長崎県佐世保市で伝統の「現川焼」を製造・販売してきた「株式会社日本窯業工芸」が、2025年12月16日に長崎地裁佐世保支部から特別清算開始決定を受けたことがわかりました。
「幻の銘陶」を守る唯一の窯元
東京商工リサーチ長崎支店によりますと、「(株)日本窯業工芸」は1965(昭和40)年設立。江戸時代に途絶えた現川焼を現代に蘇らせた唯一の窯元「臥牛窯」として知られていました。
刷毛目の技法を用いた美しい湯呑や皿などの作品は全国的に評価されてきましたが、1994年の火災以降、業況が悪化していたということです。
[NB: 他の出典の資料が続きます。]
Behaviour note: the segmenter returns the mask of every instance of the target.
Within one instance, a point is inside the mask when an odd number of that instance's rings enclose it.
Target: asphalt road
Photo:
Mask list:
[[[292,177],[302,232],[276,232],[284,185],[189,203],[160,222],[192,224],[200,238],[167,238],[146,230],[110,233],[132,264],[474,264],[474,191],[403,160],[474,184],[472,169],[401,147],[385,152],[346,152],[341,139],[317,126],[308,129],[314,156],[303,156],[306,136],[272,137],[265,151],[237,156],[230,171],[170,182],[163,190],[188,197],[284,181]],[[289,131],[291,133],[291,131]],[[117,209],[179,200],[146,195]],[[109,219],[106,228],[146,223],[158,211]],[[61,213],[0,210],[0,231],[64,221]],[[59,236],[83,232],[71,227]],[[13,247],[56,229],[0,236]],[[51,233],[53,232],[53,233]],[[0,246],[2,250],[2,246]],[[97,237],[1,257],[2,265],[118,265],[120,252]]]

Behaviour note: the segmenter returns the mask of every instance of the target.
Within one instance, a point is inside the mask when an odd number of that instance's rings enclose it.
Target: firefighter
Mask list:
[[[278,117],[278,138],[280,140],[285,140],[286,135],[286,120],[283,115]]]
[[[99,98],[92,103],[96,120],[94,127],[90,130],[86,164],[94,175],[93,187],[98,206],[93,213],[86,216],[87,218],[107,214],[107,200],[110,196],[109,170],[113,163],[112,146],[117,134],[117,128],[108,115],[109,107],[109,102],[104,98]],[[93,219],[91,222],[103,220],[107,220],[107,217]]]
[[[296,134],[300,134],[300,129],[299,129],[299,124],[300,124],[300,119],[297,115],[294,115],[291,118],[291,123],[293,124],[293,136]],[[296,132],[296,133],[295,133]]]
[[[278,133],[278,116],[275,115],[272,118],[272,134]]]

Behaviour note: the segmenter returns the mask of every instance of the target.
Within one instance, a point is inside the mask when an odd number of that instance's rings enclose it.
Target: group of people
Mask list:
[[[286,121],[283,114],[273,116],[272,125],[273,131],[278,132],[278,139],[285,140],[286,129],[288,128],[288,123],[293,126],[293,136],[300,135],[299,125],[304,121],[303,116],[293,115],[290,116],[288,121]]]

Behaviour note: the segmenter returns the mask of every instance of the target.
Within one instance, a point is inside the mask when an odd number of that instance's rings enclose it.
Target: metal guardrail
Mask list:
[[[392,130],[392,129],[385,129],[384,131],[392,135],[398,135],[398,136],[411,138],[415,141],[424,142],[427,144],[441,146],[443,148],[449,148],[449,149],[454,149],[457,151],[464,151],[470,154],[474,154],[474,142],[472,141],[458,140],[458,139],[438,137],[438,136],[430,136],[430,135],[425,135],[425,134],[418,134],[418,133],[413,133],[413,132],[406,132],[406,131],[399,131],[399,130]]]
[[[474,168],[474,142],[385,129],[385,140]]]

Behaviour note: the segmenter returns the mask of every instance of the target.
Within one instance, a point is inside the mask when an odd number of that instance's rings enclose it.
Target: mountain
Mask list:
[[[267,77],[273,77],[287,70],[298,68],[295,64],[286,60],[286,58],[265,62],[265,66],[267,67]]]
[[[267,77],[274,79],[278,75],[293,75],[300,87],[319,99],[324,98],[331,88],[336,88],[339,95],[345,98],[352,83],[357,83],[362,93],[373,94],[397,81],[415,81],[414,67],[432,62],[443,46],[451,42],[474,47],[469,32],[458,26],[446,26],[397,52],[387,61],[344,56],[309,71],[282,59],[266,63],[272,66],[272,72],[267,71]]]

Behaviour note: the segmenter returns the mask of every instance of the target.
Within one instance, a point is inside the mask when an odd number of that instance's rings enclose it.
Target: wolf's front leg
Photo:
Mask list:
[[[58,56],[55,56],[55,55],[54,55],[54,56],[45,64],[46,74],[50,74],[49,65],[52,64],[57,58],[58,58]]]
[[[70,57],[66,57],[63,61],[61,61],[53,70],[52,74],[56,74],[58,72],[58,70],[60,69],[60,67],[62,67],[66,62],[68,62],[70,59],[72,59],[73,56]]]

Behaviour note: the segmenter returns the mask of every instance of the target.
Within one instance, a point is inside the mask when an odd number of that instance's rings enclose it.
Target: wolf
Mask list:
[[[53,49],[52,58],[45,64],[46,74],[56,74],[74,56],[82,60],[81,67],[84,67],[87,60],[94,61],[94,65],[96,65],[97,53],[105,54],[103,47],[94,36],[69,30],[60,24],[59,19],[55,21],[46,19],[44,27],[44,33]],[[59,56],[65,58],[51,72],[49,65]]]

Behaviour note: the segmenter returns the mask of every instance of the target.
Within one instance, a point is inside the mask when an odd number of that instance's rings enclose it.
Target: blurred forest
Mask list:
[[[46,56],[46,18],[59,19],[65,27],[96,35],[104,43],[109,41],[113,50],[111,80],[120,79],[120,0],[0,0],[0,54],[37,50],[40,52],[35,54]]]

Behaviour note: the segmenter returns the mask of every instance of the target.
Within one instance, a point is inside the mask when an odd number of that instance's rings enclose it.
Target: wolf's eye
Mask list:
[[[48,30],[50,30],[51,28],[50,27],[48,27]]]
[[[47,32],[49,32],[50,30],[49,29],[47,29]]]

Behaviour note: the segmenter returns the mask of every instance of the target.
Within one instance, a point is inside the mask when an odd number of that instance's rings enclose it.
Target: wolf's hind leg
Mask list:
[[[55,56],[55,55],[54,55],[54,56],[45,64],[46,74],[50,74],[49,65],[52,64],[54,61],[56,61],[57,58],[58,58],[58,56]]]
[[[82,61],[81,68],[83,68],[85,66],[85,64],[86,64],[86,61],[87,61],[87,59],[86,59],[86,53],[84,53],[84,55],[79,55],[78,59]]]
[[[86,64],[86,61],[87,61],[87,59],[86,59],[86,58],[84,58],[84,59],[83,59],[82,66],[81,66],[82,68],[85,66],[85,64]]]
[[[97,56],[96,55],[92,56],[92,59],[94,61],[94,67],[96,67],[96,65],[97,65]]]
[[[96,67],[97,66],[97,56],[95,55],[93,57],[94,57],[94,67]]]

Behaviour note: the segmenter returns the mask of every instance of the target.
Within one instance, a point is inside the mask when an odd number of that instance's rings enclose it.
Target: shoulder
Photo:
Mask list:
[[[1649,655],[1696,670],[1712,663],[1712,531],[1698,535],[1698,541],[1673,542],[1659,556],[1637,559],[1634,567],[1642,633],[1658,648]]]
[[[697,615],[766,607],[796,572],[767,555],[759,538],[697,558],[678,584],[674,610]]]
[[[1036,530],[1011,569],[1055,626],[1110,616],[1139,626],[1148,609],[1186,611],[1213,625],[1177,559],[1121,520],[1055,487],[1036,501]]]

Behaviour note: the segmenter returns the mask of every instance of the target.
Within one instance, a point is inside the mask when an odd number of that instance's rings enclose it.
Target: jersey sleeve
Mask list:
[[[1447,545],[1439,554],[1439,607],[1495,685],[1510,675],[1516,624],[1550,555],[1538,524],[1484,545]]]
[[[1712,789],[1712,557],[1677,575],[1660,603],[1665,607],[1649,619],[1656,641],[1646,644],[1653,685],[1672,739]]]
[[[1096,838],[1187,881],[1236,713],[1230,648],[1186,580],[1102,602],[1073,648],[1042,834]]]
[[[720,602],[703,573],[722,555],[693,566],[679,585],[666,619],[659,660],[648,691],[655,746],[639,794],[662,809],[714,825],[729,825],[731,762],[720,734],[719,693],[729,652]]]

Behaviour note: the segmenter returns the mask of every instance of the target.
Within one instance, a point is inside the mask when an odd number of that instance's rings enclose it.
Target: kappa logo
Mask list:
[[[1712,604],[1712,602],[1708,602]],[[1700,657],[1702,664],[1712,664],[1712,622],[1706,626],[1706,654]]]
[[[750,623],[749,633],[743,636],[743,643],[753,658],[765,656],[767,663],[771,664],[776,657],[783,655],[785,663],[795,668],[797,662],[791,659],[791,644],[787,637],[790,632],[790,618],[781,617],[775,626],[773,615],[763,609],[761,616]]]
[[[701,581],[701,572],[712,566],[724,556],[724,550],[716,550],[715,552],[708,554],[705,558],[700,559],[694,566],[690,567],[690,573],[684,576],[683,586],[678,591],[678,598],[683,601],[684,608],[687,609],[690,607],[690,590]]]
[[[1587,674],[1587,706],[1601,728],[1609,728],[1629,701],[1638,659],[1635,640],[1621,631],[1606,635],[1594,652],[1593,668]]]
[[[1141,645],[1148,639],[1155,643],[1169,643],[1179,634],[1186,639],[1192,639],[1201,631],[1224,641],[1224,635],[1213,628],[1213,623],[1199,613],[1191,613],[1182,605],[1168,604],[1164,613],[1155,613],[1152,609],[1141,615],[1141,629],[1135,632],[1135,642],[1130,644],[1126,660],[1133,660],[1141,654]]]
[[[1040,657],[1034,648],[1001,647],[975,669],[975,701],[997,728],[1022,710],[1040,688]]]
2025年2月28日の株主総会決議により解散し、今回の特別清算開始決定に至ったということです。負債総額は現在調査中だということです。
ブランドと営業は新会社が継続
現川焼の伝統の灯を絶やさないための模索を続けていた所、スポンサーがみつかり2024年11月に「株式会社がぎゅう」(長崎県佐世保市)へ事業を譲渡、これにより、窯元「臥牛窯」の看板と伝統技術は守られ、現在もこれまで通り営業を継続しているということです。
今回の特別清算は、旧運営会社の債務整理に伴う手続きとなります。